Oui, vous avez bien lu : il semblerait que l’auteur de cette citation soit aussi l’auteur de ce billet. J’écris « il semblerait » car j’avoue ne plus savoir où j’aurais écrit, ou prononcé, cette phrase, ni même si elle est vraiment de moi. Mais comme j’ai par principe toute confiance en l’auteur, je fais confiance à Guy Bennett : cette citation doit être de moi. D’ailleurs, si je m’interroge, je dois bien reconnaître qu’elle pourrait l’être. Je pourrais très bien avoir écrit « Écrire, c’est lire avant même que ce soit écrit ». Cela correspond à quelque chose que je pense, ou que je sens. Dès lors, pourquoi cet instant de doute (indépendamment du fait que je doute de tout ce qui me concerne – mais cela ne concerne que moi) ? C’est très certainement, c’est indiscutablement lié à la pratique même de la citation. On extrait une phrase de son contexte (mais si on le fait, c’est parce que l’auteur lui-même a rendu possible cette extraction ; l’auteur a préparé dans son texte les citations potentielles – certains même le font d’une manière un peu pathétique), j’ai rendu possible cette extraction.

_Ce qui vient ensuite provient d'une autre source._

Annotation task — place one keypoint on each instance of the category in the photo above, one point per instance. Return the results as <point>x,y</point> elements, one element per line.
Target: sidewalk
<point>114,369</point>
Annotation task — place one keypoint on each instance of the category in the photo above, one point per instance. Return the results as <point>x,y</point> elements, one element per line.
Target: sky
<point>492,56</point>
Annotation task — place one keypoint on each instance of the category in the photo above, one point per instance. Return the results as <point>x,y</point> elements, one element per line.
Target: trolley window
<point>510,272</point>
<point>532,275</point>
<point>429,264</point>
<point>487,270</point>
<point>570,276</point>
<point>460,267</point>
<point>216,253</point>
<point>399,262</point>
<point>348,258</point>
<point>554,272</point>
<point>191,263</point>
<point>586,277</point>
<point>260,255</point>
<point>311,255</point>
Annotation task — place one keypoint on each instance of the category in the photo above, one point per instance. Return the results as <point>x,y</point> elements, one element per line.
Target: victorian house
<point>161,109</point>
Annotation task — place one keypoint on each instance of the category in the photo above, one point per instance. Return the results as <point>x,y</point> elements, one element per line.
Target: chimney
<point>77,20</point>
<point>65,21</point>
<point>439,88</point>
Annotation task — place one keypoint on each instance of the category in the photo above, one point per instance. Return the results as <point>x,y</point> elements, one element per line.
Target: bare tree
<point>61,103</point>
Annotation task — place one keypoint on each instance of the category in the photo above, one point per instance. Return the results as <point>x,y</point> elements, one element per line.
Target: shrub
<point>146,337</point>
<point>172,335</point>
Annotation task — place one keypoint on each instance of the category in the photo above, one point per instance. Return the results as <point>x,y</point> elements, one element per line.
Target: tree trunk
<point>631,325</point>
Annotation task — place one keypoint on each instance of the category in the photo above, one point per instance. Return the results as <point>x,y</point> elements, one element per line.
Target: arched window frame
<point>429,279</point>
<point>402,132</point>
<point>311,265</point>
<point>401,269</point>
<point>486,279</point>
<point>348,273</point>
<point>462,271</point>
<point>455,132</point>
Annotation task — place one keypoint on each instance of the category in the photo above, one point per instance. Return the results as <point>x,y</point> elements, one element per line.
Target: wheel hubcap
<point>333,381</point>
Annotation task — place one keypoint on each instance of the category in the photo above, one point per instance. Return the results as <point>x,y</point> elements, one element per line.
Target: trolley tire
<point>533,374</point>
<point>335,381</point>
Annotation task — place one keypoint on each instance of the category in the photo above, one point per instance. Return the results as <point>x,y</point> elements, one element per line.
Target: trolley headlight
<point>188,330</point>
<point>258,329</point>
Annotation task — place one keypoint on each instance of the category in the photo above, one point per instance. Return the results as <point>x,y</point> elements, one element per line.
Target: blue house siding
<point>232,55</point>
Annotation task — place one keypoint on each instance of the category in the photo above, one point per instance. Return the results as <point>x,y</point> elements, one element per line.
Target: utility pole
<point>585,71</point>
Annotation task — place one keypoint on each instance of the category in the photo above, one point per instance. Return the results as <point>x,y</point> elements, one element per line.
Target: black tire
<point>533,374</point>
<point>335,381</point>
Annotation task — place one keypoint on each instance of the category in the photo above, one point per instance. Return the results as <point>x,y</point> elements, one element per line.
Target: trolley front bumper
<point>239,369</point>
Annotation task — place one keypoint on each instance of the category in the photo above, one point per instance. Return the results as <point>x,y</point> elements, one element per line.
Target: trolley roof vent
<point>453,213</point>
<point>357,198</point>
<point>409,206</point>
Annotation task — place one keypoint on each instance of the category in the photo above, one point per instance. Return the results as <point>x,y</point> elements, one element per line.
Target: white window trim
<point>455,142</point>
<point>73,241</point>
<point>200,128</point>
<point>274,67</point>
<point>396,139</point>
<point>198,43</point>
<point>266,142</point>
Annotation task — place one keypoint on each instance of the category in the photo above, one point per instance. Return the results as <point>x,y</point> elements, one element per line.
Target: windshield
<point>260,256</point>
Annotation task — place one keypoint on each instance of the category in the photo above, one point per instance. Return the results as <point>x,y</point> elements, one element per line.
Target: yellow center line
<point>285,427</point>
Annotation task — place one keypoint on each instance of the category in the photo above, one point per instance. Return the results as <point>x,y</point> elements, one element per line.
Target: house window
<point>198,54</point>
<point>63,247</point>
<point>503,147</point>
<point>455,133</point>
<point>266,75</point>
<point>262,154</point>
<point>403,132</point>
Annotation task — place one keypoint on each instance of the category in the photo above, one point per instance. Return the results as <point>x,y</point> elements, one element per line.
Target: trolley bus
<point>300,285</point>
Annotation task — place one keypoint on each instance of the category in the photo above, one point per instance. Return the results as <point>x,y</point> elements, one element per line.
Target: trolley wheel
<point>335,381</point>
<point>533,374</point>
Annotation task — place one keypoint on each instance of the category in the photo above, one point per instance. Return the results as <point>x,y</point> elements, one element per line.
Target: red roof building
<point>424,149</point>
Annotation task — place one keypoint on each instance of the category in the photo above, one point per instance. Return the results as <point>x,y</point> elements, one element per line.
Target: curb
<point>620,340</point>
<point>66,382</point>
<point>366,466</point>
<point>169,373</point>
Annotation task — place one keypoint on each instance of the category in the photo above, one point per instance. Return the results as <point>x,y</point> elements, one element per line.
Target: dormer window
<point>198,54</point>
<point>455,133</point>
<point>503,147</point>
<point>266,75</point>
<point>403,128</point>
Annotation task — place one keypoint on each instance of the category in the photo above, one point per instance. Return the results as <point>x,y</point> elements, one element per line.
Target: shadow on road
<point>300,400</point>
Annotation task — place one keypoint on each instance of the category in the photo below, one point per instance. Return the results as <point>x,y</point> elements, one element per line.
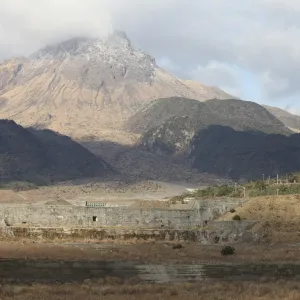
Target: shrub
<point>225,190</point>
<point>227,250</point>
<point>177,246</point>
<point>236,218</point>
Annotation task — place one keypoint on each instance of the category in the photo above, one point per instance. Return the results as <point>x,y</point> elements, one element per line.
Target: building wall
<point>76,216</point>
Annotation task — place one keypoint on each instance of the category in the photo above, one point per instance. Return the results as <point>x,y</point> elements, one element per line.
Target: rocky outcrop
<point>83,86</point>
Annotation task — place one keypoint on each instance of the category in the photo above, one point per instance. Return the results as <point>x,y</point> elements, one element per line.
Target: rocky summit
<point>88,87</point>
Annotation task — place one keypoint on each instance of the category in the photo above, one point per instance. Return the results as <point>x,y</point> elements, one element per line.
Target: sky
<point>248,48</point>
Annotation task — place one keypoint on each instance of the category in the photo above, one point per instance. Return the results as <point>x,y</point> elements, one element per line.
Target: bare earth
<point>77,192</point>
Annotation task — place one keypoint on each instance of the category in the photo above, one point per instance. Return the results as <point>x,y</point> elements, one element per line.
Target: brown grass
<point>189,291</point>
<point>155,252</point>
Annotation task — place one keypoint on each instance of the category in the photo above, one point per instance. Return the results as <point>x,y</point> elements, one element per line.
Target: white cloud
<point>219,74</point>
<point>261,36</point>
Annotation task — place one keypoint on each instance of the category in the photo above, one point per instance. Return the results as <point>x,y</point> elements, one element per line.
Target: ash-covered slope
<point>44,156</point>
<point>169,125</point>
<point>234,154</point>
<point>290,120</point>
<point>82,86</point>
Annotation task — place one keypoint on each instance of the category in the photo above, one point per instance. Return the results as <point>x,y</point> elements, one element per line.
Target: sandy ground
<point>81,191</point>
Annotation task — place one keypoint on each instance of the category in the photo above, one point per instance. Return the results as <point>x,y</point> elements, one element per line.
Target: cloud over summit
<point>250,39</point>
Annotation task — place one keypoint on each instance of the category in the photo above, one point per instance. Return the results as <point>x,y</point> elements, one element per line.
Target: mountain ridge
<point>43,157</point>
<point>82,86</point>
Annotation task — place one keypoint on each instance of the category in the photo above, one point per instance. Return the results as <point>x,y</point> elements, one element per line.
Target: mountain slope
<point>169,125</point>
<point>82,86</point>
<point>290,120</point>
<point>44,156</point>
<point>234,154</point>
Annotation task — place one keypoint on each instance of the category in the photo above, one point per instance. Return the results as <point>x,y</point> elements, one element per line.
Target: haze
<point>248,48</point>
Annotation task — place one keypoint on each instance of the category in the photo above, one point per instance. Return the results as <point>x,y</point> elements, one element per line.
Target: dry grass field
<point>112,289</point>
<point>149,252</point>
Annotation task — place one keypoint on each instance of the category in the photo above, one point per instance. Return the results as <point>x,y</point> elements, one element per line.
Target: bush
<point>224,190</point>
<point>236,218</point>
<point>177,246</point>
<point>227,250</point>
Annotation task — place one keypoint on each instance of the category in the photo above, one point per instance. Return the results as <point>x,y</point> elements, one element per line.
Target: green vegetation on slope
<point>245,155</point>
<point>169,125</point>
<point>289,185</point>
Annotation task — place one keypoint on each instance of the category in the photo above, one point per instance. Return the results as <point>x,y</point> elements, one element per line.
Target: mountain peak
<point>84,45</point>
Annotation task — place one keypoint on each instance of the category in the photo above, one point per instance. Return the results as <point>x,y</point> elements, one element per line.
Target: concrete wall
<point>75,216</point>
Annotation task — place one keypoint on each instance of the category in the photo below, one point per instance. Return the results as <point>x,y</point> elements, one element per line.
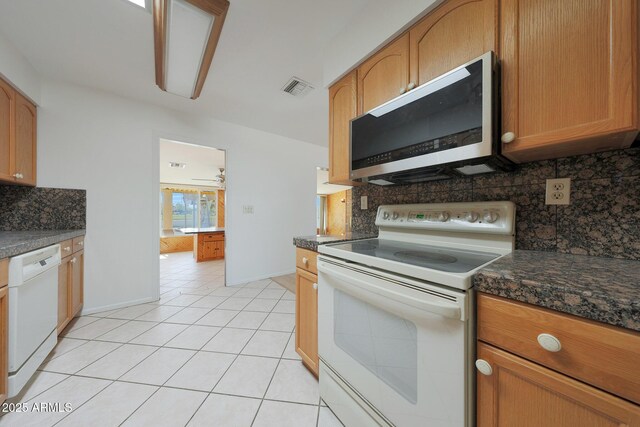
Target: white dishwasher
<point>33,312</point>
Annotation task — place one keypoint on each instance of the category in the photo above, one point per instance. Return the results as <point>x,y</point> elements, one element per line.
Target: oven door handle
<point>360,288</point>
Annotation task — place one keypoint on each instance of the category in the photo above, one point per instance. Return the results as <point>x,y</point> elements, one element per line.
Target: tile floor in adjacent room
<point>203,355</point>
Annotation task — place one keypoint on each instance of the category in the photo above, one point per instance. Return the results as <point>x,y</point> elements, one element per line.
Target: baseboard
<point>85,312</point>
<point>262,277</point>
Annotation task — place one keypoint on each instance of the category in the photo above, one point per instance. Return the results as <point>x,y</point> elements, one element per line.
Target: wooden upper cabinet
<point>384,76</point>
<point>453,34</point>
<point>569,76</point>
<point>25,146</point>
<point>342,108</point>
<point>521,393</point>
<point>7,109</point>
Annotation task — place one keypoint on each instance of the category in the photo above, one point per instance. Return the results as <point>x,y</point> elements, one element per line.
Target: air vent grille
<point>297,87</point>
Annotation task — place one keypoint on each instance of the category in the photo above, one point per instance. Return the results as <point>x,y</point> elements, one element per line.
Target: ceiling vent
<point>297,87</point>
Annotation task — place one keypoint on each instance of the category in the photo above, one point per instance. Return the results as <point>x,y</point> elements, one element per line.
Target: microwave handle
<point>360,288</point>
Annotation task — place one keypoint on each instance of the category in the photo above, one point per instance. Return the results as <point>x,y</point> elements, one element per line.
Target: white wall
<point>109,146</point>
<point>15,68</point>
<point>378,23</point>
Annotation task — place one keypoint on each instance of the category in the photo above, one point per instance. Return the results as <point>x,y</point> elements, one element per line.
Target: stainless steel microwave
<point>444,128</point>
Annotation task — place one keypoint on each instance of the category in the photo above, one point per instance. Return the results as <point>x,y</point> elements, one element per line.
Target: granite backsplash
<point>603,218</point>
<point>29,208</point>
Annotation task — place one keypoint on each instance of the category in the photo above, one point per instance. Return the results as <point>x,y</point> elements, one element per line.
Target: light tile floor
<point>203,355</point>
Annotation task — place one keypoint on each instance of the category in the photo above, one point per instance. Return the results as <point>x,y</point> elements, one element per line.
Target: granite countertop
<point>202,230</point>
<point>312,242</point>
<point>602,289</point>
<point>18,242</point>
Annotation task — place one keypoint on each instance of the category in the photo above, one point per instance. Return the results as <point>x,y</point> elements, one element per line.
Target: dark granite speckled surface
<point>603,218</point>
<point>312,242</point>
<point>18,242</point>
<point>29,208</point>
<point>602,289</point>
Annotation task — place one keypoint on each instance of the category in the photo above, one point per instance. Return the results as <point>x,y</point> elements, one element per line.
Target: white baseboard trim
<point>116,306</point>
<point>262,277</point>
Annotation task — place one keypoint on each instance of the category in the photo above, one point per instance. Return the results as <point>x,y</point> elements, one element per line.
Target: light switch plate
<point>558,191</point>
<point>364,203</point>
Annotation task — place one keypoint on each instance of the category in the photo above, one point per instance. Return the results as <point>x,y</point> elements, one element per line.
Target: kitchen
<point>540,280</point>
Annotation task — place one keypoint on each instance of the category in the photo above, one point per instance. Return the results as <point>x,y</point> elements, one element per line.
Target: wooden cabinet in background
<point>384,76</point>
<point>208,246</point>
<point>4,329</point>
<point>580,377</point>
<point>307,308</point>
<point>343,106</point>
<point>307,318</point>
<point>569,76</point>
<point>453,34</point>
<point>18,124</point>
<point>70,281</point>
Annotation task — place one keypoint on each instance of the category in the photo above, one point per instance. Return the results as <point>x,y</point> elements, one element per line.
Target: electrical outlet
<point>363,203</point>
<point>558,191</point>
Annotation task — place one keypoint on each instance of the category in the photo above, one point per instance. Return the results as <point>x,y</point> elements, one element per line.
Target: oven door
<point>402,346</point>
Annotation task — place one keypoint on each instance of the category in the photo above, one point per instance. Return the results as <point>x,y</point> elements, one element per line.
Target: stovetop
<point>426,256</point>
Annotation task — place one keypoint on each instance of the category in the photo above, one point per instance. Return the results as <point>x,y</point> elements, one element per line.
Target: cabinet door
<point>25,141</point>
<point>77,282</point>
<point>569,76</point>
<point>307,318</point>
<point>453,34</point>
<point>521,393</point>
<point>4,350</point>
<point>342,108</point>
<point>384,76</point>
<point>7,121</point>
<point>64,292</point>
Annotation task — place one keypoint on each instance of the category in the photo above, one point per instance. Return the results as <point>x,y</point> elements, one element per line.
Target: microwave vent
<point>297,87</point>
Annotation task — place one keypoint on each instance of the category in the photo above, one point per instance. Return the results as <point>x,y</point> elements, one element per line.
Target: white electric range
<point>396,332</point>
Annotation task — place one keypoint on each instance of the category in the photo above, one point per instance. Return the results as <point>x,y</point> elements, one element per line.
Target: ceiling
<point>202,163</point>
<point>108,45</point>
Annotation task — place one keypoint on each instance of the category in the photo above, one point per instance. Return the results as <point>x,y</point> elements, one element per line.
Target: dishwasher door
<point>33,312</point>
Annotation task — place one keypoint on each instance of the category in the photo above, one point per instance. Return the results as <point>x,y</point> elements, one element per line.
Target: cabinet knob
<point>484,367</point>
<point>508,137</point>
<point>549,343</point>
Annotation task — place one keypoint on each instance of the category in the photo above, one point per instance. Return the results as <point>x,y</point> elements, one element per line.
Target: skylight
<point>140,3</point>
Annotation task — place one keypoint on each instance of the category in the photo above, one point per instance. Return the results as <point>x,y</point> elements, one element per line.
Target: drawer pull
<point>549,342</point>
<point>484,367</point>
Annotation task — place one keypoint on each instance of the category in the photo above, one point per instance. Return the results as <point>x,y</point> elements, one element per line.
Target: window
<point>184,209</point>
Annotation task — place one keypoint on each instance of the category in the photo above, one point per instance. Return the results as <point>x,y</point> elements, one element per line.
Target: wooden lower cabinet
<point>209,246</point>
<point>307,318</point>
<point>521,393</point>
<point>4,325</point>
<point>70,288</point>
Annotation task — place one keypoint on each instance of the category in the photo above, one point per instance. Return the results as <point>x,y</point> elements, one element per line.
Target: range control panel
<point>482,217</point>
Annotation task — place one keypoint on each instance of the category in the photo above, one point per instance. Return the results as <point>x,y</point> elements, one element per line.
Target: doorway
<point>192,220</point>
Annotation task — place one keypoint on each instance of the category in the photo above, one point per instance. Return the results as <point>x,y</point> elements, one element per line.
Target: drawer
<point>78,244</point>
<point>601,355</point>
<point>4,272</point>
<point>307,260</point>
<point>213,237</point>
<point>66,248</point>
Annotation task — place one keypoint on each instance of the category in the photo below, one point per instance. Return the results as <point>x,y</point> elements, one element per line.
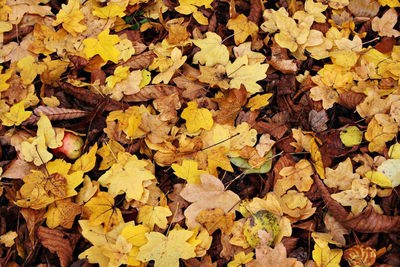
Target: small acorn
<point>72,146</point>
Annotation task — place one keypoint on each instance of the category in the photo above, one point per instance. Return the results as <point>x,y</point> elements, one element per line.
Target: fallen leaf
<point>207,195</point>
<point>167,250</point>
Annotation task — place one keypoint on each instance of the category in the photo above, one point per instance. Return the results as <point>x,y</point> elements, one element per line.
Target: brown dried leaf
<point>139,62</point>
<point>368,221</point>
<point>167,106</point>
<point>55,113</point>
<point>193,89</point>
<point>32,218</point>
<point>277,130</point>
<point>58,242</point>
<point>335,229</point>
<point>18,168</point>
<point>351,99</point>
<point>273,257</point>
<point>205,262</point>
<point>151,92</point>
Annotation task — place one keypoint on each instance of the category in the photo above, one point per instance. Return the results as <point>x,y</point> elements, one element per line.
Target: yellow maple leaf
<point>120,73</point>
<point>258,101</point>
<point>29,69</point>
<point>197,118</point>
<point>110,11</point>
<point>71,17</point>
<point>322,254</point>
<point>381,129</point>
<point>217,157</point>
<point>390,3</point>
<point>126,48</point>
<point>62,212</point>
<point>103,46</point>
<point>119,179</point>
<point>154,215</point>
<point>212,51</point>
<point>242,28</point>
<point>298,175</point>
<point>4,78</point>
<point>384,25</point>
<point>187,7</point>
<point>136,235</point>
<point>101,210</point>
<point>109,152</point>
<point>241,258</point>
<point>188,171</point>
<point>215,76</point>
<point>87,161</point>
<point>167,250</point>
<point>240,72</point>
<point>16,115</point>
<point>214,219</point>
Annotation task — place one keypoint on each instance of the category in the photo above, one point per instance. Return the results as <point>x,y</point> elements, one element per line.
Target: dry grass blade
<point>55,113</point>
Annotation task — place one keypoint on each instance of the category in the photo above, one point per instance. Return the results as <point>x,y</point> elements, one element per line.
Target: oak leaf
<point>101,210</point>
<point>70,16</point>
<point>150,216</point>
<point>188,171</point>
<point>103,46</point>
<point>62,212</point>
<point>110,11</point>
<point>212,51</point>
<point>274,257</point>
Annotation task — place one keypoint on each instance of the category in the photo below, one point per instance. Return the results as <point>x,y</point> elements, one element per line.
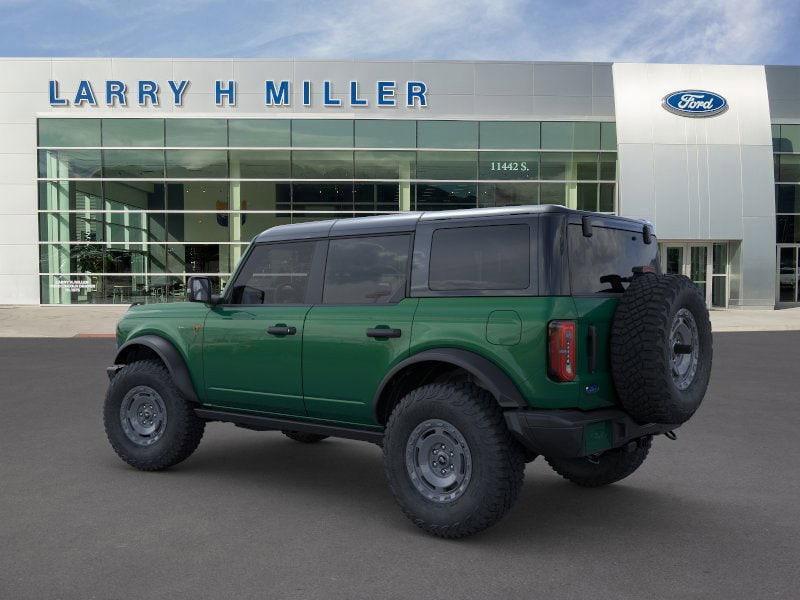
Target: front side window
<point>489,257</point>
<point>366,270</point>
<point>604,262</point>
<point>274,274</point>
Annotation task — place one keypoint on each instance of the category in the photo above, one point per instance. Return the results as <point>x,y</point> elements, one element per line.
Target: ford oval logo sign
<point>695,103</point>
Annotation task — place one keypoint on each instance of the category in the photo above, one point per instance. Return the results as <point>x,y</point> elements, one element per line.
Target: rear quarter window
<point>600,264</point>
<point>487,257</point>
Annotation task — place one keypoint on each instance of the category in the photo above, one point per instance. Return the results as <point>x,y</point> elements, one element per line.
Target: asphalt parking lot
<point>714,515</point>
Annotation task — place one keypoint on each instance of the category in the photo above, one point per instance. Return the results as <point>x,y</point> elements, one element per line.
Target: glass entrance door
<point>692,260</point>
<point>787,292</point>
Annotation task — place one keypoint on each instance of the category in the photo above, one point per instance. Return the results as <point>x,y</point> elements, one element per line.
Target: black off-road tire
<point>306,438</point>
<point>609,467</point>
<point>182,430</point>
<point>642,351</point>
<point>497,464</point>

La citation est une phrase qui n’est plus vraiment de l’auteur qui l’a écrite ; elle est presque davantage de l’auteur qui la cite – du moins est-ce ainsi que je vois les choses quand je me vois cité. Plus encore, la citation, avec cette forme aphoristique qui la caractérise souvent, a été, consciemment ou non, écrite pour être détachée de son contexte, pour être citée. Le présent gnomique, l’emploi d’un déterminant à valeur générale, tout cela détache la future citation de la singularité du texte. C’est une phrase démontable prévue pour l’usage commun.

Ce billet est déjà démesurément long, aussi m’arrêterai-je ici, alors que je n’ai encore rien dit ou presque d’En exergue. Ou peut-être que si ? Lisez-le et dites-moi.